12 février 2013
sourceJe suis tombé, je ne sais plus comment, sur cet article de Télérama ce matin :
riduidel
Nicolas Delsaux
Très chouette article sur les soins paliatifs de la grande distribution "culturelle" http://t.co/OrN6WKe8 via @telerama
Qui m'a ensuite conduit sur ce mignon exemple d'internaute idéaliste qui se dit qu'on peut faire de l'argent autrement que de façon brutale. L'idée est séduisante, mais ne correspond à pas à la réalité économique expliquée dans l'article de Télérama. Et cette réalité, je me la suis prise en pleine tronche le week-end dernier.

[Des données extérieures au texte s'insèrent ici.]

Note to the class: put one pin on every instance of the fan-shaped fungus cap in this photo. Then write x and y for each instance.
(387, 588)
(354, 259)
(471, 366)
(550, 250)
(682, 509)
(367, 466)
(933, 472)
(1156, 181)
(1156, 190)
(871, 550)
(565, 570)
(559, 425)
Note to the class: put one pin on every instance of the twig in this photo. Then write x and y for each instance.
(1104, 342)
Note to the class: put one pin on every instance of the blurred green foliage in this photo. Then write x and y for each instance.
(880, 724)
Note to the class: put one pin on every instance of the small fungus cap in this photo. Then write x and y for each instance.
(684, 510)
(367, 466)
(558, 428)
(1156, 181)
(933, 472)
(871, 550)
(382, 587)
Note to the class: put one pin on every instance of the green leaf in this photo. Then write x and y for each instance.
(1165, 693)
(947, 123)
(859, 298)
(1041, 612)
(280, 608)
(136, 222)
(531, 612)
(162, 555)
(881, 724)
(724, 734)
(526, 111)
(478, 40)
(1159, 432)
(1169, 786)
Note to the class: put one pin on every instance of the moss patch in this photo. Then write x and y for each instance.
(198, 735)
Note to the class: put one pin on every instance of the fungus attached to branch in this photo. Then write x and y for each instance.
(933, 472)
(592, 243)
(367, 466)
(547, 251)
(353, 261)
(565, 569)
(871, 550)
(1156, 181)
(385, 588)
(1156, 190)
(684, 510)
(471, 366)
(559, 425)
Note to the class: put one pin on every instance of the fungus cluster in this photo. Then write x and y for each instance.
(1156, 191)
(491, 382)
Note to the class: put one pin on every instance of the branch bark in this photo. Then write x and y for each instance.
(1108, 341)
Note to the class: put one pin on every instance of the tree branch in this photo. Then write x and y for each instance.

Je sais pas si vous savez mais je suis lecteur de littérature d'imaginaire au long cours (au moins vingt-cinq ans, je pense). D'aussi loin que je me souvienne, la décomposition des deux genres phares (science-fiction et fantasy - qui s'est longtemps appelé médiéval-fantastique) était claire : la science-fiction était le genre dominant, et avait droit à son rayon de la FNAC, que la fantasy venait squatter gentiment. Gentiment parce que, si les auteurs sont différents (encore que George R R Martin ou Lois Mc Masters Bujold aient oeuvré avec talent des deux côtés - je ne vous ferai pas l'affront d'un lien vous expliquont qui sont ces auteurs essentiels à mon sens), on pourrait penser le ghetto comme partagé ... Il n'en est rien.
J'ai constaté, ce week-end précédent que, dans un but de rentabilité et de définition d'une ligne commerciale bankable, la FNAC avait séparé ces deux rayons et choisi le plus vendeur pour le mettre en avant. La fantasy a évidement été choisie.
C'est laid, et je m'en vais vous expliquer pourquoi.
Si ce sont deux littératures de l'imaginaire, et que Terry Pratchett s'amuse de leurs différences de surface et de leur fond commun, elles ont quand même des oppositions "philosophiques". En effet, la science-fiction est la littérature du futur quand la fantasy est celle du passé : si la première décrit un monde rêvé dans lequel tout est possible, la seconde nous décrit une époque dont on ne peut avoir que de la nostalgie et qui meurt. En d'autres termes, on pourrait voir la SF comme une littérature positive quand la fantasy, par ses thématiques passéistes (et assez souvent rances : les oppositions entre races intelligentes s'y finissent rarement bien, tout comme d'ailleurs les conflits qui ne se règlent que dans le sang) se révèle assez fataliste. Bon, je sais bien que ça n'est pas aussi simple, et que Maïa Mazaurette (par exemple) les rend identiquement pessimistes. Quand même, dans l'ensemble, la SF traduit plus une vision positive du monde, non ?
Je veux dire, vous connaissez beaucoup d'oeuvres de fantasy dans lesquelles la situation finale est une amélioration de la situation initiale ? (en dehors de Conan et autres oeuvres de l'âge d'or).
Ce choix de la FNAC de mettre en avant une littérature du passé est pour moi symptômatique de la France d'aujourd'hui (je ne dirai pas le monde, parce que je suis sûr qu'on est le seul pays assez ridicule pour se complaire à ce point dans le pessimisme morbide. Regardons les choses en face : les hommes politiques qui nous gouvernent n'ont pas de vision pour la France de demain, qu'elle soit politique, économique ou sociale, et nous, les citoyens, n'avons souvent pas le courage de nous dire "je vais le faire, parce que je le veux". Cet expression du vouloir c'est pouvoir a été remplacé par le consensus mou, la dictature beige dont Charles Stross parlait il y a peu.
Comment changer ça ?
Dans un monde réel où l'espace est inaccessible, où aucun rêve d'avenir ne peut être autre qu'une aventure économique (et j'ai pourtant beaucoup de respect pour ceux qui "montent leur boîte"), il reste quoi à ceux qui voudraient changer le monde ? Bien peu de choses, j'en ai peur.